O problema de análises que apontam erros nas pesquisas eleitorais está, então, na ideia de que o objetivo desses levantamentos é acertar resultados de eleições, pondera Felipe Nunes, professor de ciência política na Universidade Federal de Minas Gerais (UFMG) e diretor do instituto de pesquisa Quaest. “Pesquisa serve para descrever como a opinião pública está naquele momento, para que a gente possa entender, do ponto de vista probabilístico, para que lado as coisas estão caminhando”.

Nishimura concorda, apontando que os levantamentos eleitorais são importantes para entender o eleitorado em um determinado momento, mas mais que isso: “Uma série delas pode nos dar uma noção das tendências do eleitorado e para onde ele parece estar indo”.

Panfletos nas eleições gerais de 2014, em 5 de outubro, em São Paulo ( AFP / Miguel Schincariol)

Pesquisas são, portanto, retratos do momento, que indicam tendências quando levantamentos vão se somando uns aos outros, define Felipe Borba, cientista político e coordenador do Grupo de Investigação Eleitoral (Giel) da Universidade Federal do Estado do Rio de Janeiro (Unirio).

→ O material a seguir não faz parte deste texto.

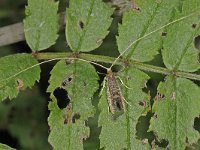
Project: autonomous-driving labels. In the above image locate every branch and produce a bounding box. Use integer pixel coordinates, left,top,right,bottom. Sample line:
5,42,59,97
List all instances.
36,52,200,81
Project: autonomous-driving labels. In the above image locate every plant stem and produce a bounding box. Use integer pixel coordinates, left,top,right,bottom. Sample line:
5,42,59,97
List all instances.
36,52,200,81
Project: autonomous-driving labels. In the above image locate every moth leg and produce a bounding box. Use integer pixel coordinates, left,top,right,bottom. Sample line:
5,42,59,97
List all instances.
99,77,106,97
116,76,133,90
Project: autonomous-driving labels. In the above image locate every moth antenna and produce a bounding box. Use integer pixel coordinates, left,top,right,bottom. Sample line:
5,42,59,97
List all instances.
0,57,108,82
124,98,132,107
110,12,197,68
116,76,133,90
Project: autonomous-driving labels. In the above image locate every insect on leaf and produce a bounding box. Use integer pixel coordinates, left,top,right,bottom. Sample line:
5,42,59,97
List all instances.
99,68,149,150
0,54,40,100
47,60,98,150
66,0,113,52
24,0,59,51
0,143,15,150
150,76,200,150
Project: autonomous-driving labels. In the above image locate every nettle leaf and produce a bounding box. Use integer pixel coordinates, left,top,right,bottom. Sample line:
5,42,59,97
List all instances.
0,54,40,100
24,0,59,51
162,0,200,72
0,86,51,150
150,76,200,150
66,0,113,52
0,143,15,150
99,68,149,150
48,100,90,150
47,61,99,150
117,0,178,62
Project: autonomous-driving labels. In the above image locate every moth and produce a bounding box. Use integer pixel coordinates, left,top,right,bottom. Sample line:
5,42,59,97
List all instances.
106,69,126,116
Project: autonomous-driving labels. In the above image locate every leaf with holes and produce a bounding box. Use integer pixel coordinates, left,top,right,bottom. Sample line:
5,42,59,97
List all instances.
117,0,178,62
47,61,99,150
150,76,200,150
0,54,40,100
162,0,200,72
0,143,15,150
48,100,90,150
99,68,149,150
66,0,113,52
24,0,59,51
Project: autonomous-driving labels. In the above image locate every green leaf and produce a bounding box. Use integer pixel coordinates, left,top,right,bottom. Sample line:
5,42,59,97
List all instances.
0,54,40,100
0,143,15,150
47,61,98,150
66,0,113,52
162,0,200,72
99,68,149,150
24,0,59,51
0,87,51,150
150,77,200,150
117,0,178,62
48,100,90,150
47,61,99,120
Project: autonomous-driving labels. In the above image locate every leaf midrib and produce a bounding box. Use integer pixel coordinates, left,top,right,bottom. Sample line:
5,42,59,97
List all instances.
174,23,200,70
126,1,163,59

Ele explica que em alguns momentos, a população realmente muda de opinião em uma velocidade muito rápida. A eleição do então governador do Rio de Janeiro Wilson Witzel, citado no vídeo viral, exemplifica essa mudança: “O Witzel era um completo desconhecido, e na última semana, ele foi ganhando votos dia após dia. As pesquisas às vezes não conseguem acompanhar a velocidade com que a opinião pública muda”, comenta.

Assim, pesquisas que analisaram intenção de voto no primeiro turno das eleições para governador do Rio de Janeiro mostraram Witzel com 12% dos votos válidos, no caso do Ibope, e 17%, no caso do Datafolha.

Já na disputa de segundo turno no estado, os levantamentos capturaram a mudança de atitude dos eleitores fluminenses, com resultados muito próximos aos da eleição (1, 2).

O caso de Romeu Zema, eleito governador em Minas Gerais com 71,8% dos votos, foi parecido: a rápida mudança do eleitorado não foi captada nas pesquisas de primeiro turno. Ainda que tenham indicado uma disparada de Zema na disputa, Datafolha e Ibope deram, respectivamente, 24% e 18% dos votos válidos para o então candidato. Naquele pleito, ele conquistou 42,73% dos votos.

No segundo turno, contudo, os dois institutos indicaram resultados similares aos das eleições: 71%, no caso do Datafolha, e 67% no caso do Ibope.